Friday, November 27, 2009

Marathon Cooking and Eating


This year, we did more marathon eating, but we did manage to make a few dishes.

This is all the fixings for a traditional sticky rice stuffing (nuo mi fan) that my family makes in addition to bread stuffing. If you are lucky enough score an invitation to a Cantonese banquet, one fancy banquet food is a deboned, whole chicken stuffed with nuo mi fan, and then deep fried. In my family, when we make this at home, we skip the whole stuffing of the chicken, or turkey, and simply serve the nuo mi fan alongside the roasted poultry. I've turned my in-laws onto this traditional food, too, and they request "sticky rice" at the holiday table now.

I also made a couple loaves of whole wheat bread, sans starter (it died!), but I didn't bring them to the dinner table because they turned out like hockey pucks. I could've sliced it up and said it was German bread, but I suspected that there would be plenty of other carbs for us to enjoy. We speedily made some coconut pumpkin pie ice cream in place of the bread. No one seemed to mind the substitution, but homemade ice cream does have a way of covering a multitude of cooking errors.

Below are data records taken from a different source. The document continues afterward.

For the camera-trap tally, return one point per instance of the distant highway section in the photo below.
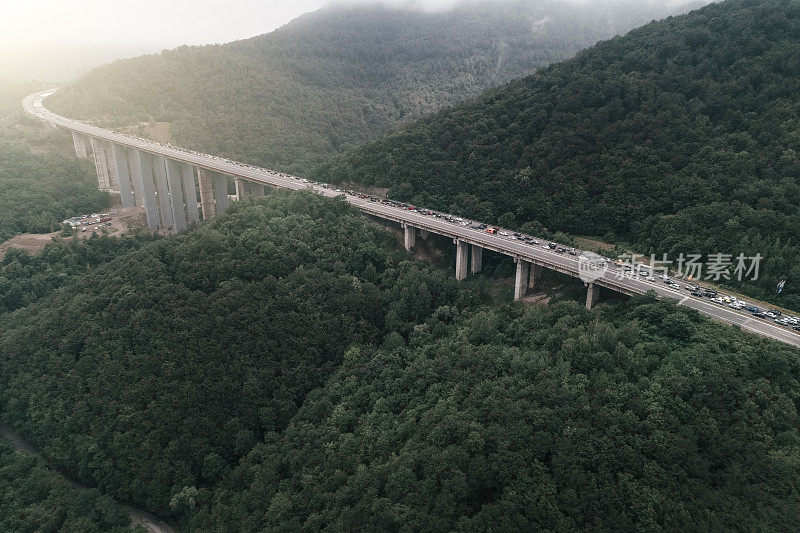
(533, 251)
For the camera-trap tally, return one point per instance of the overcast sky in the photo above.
(165, 23)
(156, 23)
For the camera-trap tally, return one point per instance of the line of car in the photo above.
(627, 268)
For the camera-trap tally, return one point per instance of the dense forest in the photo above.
(162, 368)
(285, 366)
(680, 137)
(41, 183)
(336, 77)
(34, 498)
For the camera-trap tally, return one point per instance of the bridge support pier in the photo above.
(409, 236)
(80, 145)
(144, 177)
(107, 147)
(136, 176)
(521, 280)
(592, 295)
(535, 275)
(242, 191)
(462, 250)
(206, 193)
(477, 259)
(100, 163)
(176, 195)
(220, 192)
(123, 175)
(190, 192)
(162, 189)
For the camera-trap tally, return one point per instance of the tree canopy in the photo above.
(285, 366)
(680, 137)
(336, 77)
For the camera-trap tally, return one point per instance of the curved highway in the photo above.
(503, 241)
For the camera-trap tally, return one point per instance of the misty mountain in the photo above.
(341, 75)
(680, 137)
(61, 62)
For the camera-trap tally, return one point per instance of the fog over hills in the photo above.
(341, 75)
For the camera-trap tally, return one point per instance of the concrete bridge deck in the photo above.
(163, 178)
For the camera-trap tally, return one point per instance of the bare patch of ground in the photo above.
(122, 221)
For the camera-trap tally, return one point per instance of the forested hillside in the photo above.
(680, 137)
(341, 75)
(33, 498)
(163, 368)
(40, 183)
(285, 367)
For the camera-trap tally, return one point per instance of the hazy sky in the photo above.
(156, 23)
(166, 23)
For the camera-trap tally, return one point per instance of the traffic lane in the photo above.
(548, 256)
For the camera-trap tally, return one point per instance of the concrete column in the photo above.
(462, 250)
(136, 176)
(107, 149)
(242, 188)
(100, 164)
(409, 237)
(80, 144)
(521, 281)
(477, 259)
(220, 192)
(123, 175)
(206, 193)
(162, 189)
(535, 275)
(592, 295)
(176, 195)
(145, 168)
(189, 192)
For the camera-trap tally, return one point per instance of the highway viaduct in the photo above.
(167, 181)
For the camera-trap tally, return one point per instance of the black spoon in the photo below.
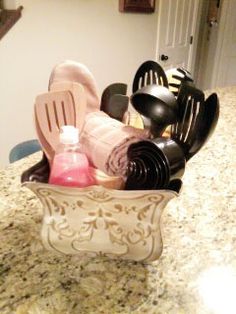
(114, 101)
(157, 106)
(150, 72)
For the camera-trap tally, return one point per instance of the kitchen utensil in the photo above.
(153, 164)
(53, 110)
(206, 125)
(114, 101)
(133, 119)
(191, 112)
(118, 105)
(149, 73)
(79, 98)
(175, 78)
(158, 105)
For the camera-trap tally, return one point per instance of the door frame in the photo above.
(195, 33)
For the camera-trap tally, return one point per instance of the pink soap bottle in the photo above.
(70, 166)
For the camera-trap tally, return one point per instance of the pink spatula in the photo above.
(53, 110)
(79, 97)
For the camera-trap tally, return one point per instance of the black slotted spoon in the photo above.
(191, 112)
(175, 80)
(149, 73)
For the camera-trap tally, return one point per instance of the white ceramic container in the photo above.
(100, 221)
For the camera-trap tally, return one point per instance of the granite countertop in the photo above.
(196, 272)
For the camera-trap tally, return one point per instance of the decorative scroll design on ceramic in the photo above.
(99, 221)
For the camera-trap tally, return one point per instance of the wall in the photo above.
(110, 43)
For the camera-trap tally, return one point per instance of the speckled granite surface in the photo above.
(199, 233)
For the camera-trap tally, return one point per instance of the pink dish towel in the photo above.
(105, 141)
(76, 72)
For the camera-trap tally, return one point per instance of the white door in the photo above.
(224, 73)
(177, 23)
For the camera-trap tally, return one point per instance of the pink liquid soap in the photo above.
(72, 169)
(70, 166)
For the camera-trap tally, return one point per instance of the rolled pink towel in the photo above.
(76, 72)
(105, 141)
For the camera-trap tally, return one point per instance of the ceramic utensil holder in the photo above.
(99, 221)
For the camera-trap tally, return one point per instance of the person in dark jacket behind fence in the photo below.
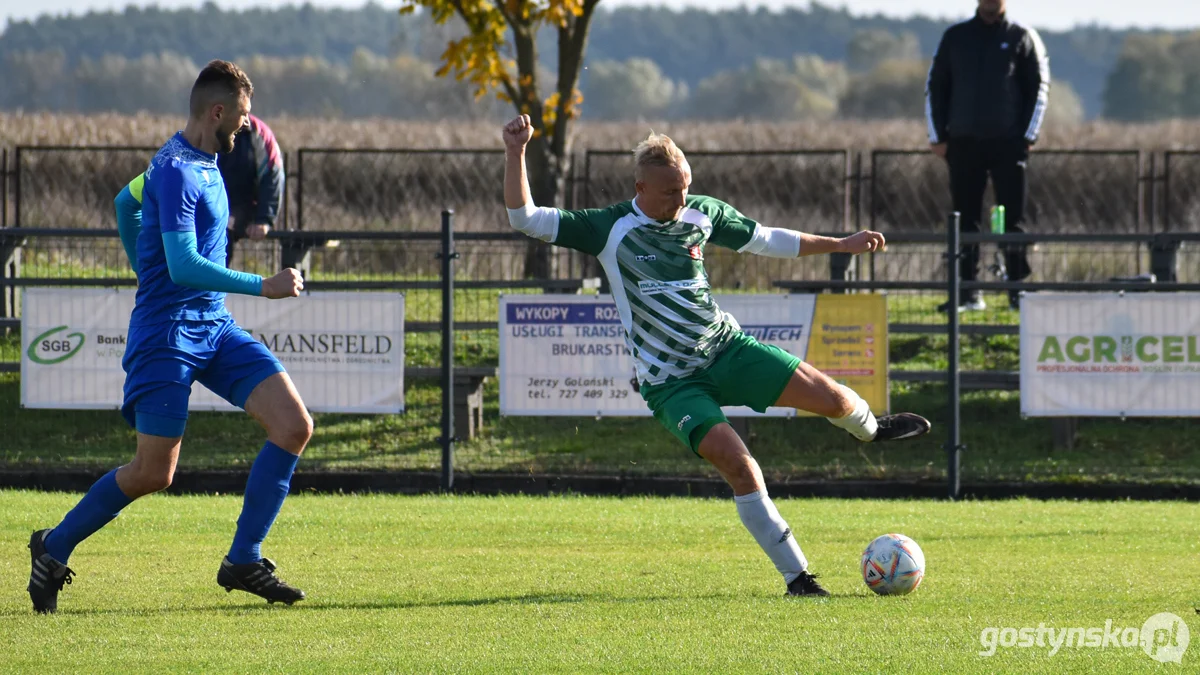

I don't think I've posted this yet: the boy's first sweater. He knit the parts on the knitting machine, and it took me about twice as long to seam the sucker up. And, apparently, it takes me a million times longer to post the finished product. He is almost done with another sweater, but I told him in no uncertain terms that I am not seaming it again, so this one will be seamed by sewing machine. He sealed the deal (of me not seaming) when he said that it would only take him 10 minutes to seam up his sweater. Fine. Knock yourself out, kiddo.

Monday, November 9, 2009

A Hiss and a Purr

Hiss:

Whole wheat tortillas? FAIL! I milled the flour too course because attempts at a fine, pastry flour resulted in a blown electrical circuit. Next time, I need to supplement the whole wheat flour with some high gluten flour.

It's a shame that these were so thick and dry, because I had freshly rendered lard that went into them. The lard came from the fat scraps from hunk of pork butt cut into chunks for chile verde, because when I put the chile verde in the oven to stew, I threw a cast iron skillet full of the fat scraps in there as well so the fat was rendering alongside the meat stewing.

Purr:

Greaseball is allowed on the couch, but not Mingus. The only reason he got away with it was because these two were being so stinking cute. It's a rare moment when the two brothers snuggle up together.

Saturday, November 7, 2009

Forget the wine and the beer

I have Straus eggnog and Pumpkin Spice Silk! If these two beverages were to go head to head in a steel cage death match, the eggnog would devour the soy milk. It's not that the soy milk is bad, but it cannot compete with the sinfully good Straus milk.

Both were acquired at Berkeley Bowl West.

Wednesday, November 4, 2009

A Slouch for Fall

A bit of stash busting happened this weekend, along with a bit of Mingus snuggling. I knit up another Slouch for All Seasons (.pdf link) for an old friend who visited us this weekend. She picked out the yarn on Halloween, and I blocked it and snapped a quick photo before she left today.

I used about 3/4 of a skein of Cascade 220, and it was knit up on size 5 needles for the band, and size 7 needles for the body. Other than those changes, no other modifications were made to the pattern.

Colorway and dye lot information are long gone. I probably recycled the ball band in one of my purging fits, but no matter. This yarn was meant to be something for her.